If a pupil suffers a serious cardiac arrest their best chance of survival is ‘bystander CPR which is given immediately. But sadly this does not always happen due to the person not having the skills to perform CPR or they lack the confidence to do so.

A staggering statistic is that 90 – 95% of those will die without immediate action from someone administering bystander CPR.

Children who have a serious cardiac arrest while at school have a 7% chance of survival if no CPR is given but increases to 74% if CPR is given and a defibrillator is used within the first 3 minutes of someone having a cardiac arrest.

Sadly people think that children cannot have serious cardiac arrest but statistics show otherwise.

Some say using a defibrillator is hard to use, but they are not. Turn them on and follow the machine prompts and do what it tells you. They are very easy to use and can make such a difference to someone having a bad day.

So teaching first aid skills to children is a priority so in the case of a first aid emergency, we can raise the odds of survival.

How do we compare with Europe

Denmark started a concerted effort in 2005 to improve CPR education and 18 years later they have a remarkable cardiac arrest survival rate. Other Scandinavian countries are not far behind either.

  • CPR and first aid skills are taught to all children from primary school age upwards.
  • They have more community-based first-aid training courses that are open to anyone to attend.
  • CPR skills are a mandatory part of obtaining a driving licence.

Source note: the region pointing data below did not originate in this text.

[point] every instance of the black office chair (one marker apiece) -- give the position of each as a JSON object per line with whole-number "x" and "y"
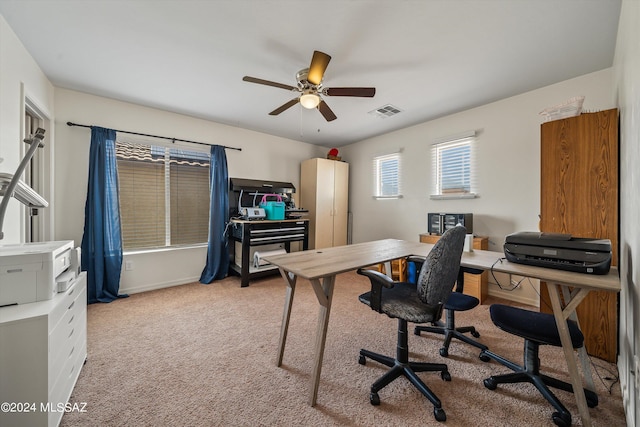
{"x": 457, "y": 301}
{"x": 536, "y": 329}
{"x": 417, "y": 303}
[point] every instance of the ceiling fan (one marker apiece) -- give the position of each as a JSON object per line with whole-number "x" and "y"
{"x": 310, "y": 88}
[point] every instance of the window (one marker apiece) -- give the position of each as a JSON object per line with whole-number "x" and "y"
{"x": 164, "y": 196}
{"x": 387, "y": 176}
{"x": 453, "y": 166}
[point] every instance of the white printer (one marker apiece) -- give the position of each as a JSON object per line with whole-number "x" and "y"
{"x": 31, "y": 272}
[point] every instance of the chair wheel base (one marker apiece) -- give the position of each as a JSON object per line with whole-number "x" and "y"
{"x": 561, "y": 419}
{"x": 490, "y": 383}
{"x": 374, "y": 399}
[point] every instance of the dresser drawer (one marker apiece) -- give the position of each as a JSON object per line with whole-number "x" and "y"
{"x": 68, "y": 372}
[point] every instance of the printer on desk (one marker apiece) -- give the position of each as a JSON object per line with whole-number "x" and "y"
{"x": 33, "y": 272}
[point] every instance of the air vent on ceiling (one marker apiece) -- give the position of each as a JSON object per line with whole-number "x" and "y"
{"x": 386, "y": 111}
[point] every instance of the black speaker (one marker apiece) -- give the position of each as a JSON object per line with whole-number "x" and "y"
{"x": 438, "y": 223}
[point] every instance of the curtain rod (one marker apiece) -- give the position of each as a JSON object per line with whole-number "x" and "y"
{"x": 156, "y": 136}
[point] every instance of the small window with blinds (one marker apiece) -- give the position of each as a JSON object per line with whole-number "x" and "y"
{"x": 454, "y": 167}
{"x": 386, "y": 171}
{"x": 164, "y": 196}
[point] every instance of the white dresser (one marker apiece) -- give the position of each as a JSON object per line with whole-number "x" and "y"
{"x": 43, "y": 346}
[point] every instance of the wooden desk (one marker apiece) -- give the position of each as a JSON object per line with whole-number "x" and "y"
{"x": 320, "y": 267}
{"x": 325, "y": 264}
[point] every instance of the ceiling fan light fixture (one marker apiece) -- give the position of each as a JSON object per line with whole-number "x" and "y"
{"x": 309, "y": 100}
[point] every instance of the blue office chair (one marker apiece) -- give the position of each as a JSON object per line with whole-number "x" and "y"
{"x": 417, "y": 303}
{"x": 537, "y": 329}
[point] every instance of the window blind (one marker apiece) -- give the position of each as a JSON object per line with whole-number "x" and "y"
{"x": 387, "y": 183}
{"x": 454, "y": 167}
{"x": 164, "y": 196}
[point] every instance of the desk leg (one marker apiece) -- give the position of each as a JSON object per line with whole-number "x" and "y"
{"x": 582, "y": 351}
{"x": 567, "y": 346}
{"x": 324, "y": 293}
{"x": 290, "y": 280}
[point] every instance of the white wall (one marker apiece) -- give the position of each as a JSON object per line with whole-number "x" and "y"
{"x": 627, "y": 82}
{"x": 508, "y": 170}
{"x": 20, "y": 78}
{"x": 262, "y": 157}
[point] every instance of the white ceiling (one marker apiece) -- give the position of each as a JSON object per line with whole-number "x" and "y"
{"x": 428, "y": 58}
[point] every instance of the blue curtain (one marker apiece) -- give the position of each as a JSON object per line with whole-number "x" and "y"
{"x": 217, "y": 264}
{"x": 102, "y": 241}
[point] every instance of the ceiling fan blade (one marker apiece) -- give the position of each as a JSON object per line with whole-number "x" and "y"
{"x": 366, "y": 92}
{"x": 268, "y": 83}
{"x": 326, "y": 111}
{"x": 284, "y": 107}
{"x": 319, "y": 63}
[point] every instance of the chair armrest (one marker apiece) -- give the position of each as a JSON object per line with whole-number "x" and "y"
{"x": 460, "y": 281}
{"x": 378, "y": 280}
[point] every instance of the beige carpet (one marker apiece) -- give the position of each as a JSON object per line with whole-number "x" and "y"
{"x": 204, "y": 355}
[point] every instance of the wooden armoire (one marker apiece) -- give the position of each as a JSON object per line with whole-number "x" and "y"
{"x": 324, "y": 191}
{"x": 579, "y": 196}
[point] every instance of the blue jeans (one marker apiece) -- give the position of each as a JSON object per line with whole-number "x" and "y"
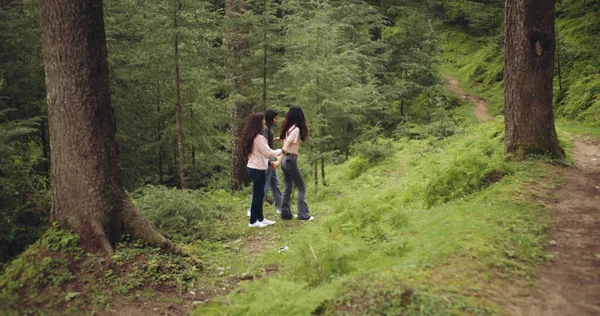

Meanwhile back in the UK, it’s a different picture of course and if you are unlucky to succumb to a serious cardiac arrest out in the community then your survival rate is very low at best.

But surprisingly the government has made a landmark decision in making first aid training mandatory and is now part of the curriculum in schools.

We have found Children want to learn First Aid

We have found that children of all ages like to have a go with our training manikins at events we go to. They can see it is a life skill that might come in handy at some point. Some of them have learned first aid through various clubs such as the scouts, cubs, guides, and brownies, and some have gone on to be cadets with St John and St Andrew.

So our youngsters do want to learn. So hopefully now it has been made mandatory that many will learn these skills and will have the confidence to act if and when the need arises.